事業
とんとん拍子でコトが運んで行く。お嬢様は本気で事業を起こすつもりでいらっしゃる。
明日にはデザイナーとお針子がこのリマンド侯爵家にやってくる。
慌てて、領地から布地を取り寄せる。この布地は前回、お嬢様がご自分の誕生会でお召しになっていたものの少し質の劣る品だ。リマンド家で新しく改良した絹の生地で、変異種の蚕が紡ぐ糸を使い特殊な織り方をしており、まだ量産化には至っていないが、これから少しずつ拡大する予定の事業だと聞いている。
生産過程で、どうしても質の劣るものが出来るのは仕方ない。それらを活用し、高価であるドレスの値段を少しでも安く提供出来ないかとお考えになったのだ。
その背景に、私がまだ社交界デビューをしていないこともあるのだろう。お嬢様の社交界デビューの時、私にも一瞬に付いて来て欲しいと仰られだが、まだ、社交界デビューをしていないのでとお断りした。その理由を尋ねられたので、ドレスが高くその準備が出来ないことを正直に話した。
リマンド家の分家には宝石の採掘場やダンジョンを持っている所があり、宝石や毛皮の調達は可能だ。
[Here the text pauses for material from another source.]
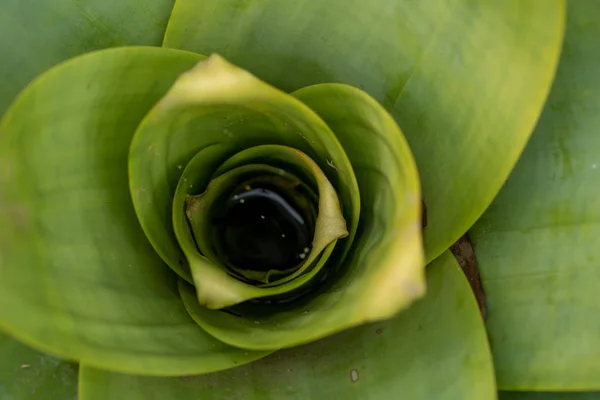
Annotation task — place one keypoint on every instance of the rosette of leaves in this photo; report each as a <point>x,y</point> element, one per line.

お嬢様は宝石の屑石をドレスに使いたいみたい。ターゲットは下級貴族と豪商。
次の社交界クラブには出席しなければ。あそこへ行けば、お嬢様の店の商品の適正価格を知ることができる。あの場所は社会情勢が手に取るようにわかる。平民街の流行を産み出す場なのだから。後、腕の良い宝石加工職人も当たりを付ける必要がありそうね。いい情報が手に入れば良いけど…。
ユリが思案しながら書類の整理をしていると、マリアンヌが声をかけてくる。
「ユリ、マダムの所から皆さんが到着されて落ち着いたら、必要な物をリサーチしてそれをオランド商会へ伝えて頂戴。本日の午後1時に伺う約束をしているわ。私は、今から兄様と一緒に女将さんに会う約束をしているから、そちらは宜しくね。後、手紙が来たら、女将さんとの話し中でも持って来るように伝えて。午後から皆でオランド商会へ向かいましょう。」
オットーが半刻ほど前にマダムの店に迎えに行ったから、もう暫くしたら、デザイナーとお針子が到着する。ユリはその世話を任された。
どんな人達か話す時間が取れそうね。
「わかりました、お任せ下さい。では、本日はリサがお嬢様の側に控えているように手配しておきます。」
ユリが話終わる前に、ドアをノックする音がする。
「はい。どうぞ」
マリアンヌが入室を促すと、侍女が女将さんが来たことを伝えた。
「わかったわ、ありがとう。すぐに行くと伝えて、そうね、狭い方の客間に通しておいて。」
お嬢様、成長なされましたね。衣類店の女将さんは平民、過度なもてなしは相手を萎縮させるだけ。
「ユリ、後は宜しくね。」
そう言うと、マリアンヌは部屋から出て行った。
女将さんに店長を頼むつもりでいらっしゃる。上手くいったらいいのだけど…。彼女なら、経験者だから上手くやれるよね。
ユリはマリアンヌのまともな人選に胸を撫で下ろす。
マダムの所からデザイナー達が来る前に、オランド商会で使う予定のお金をセルロスに前持って知らせなきゃ。デザイナーやお針子は身一つでやって来るから、道具はこちらで準備する必要がある。ミシンにトルソー、作業台、アイロン、アイロン台といった大きな物から、針や鋏、メジャーのような細々としたものまで、それなりの出費にはなることは予想できる。
お嬢様は奥様の影響で、お金には無頓着であられるから…。これらの投資を回収できるほどの事業になれば良いのだけど…。もし、ジュリェッタの予言通りに旦那様に何かあればこの話は頓挫する可能性は高いわね。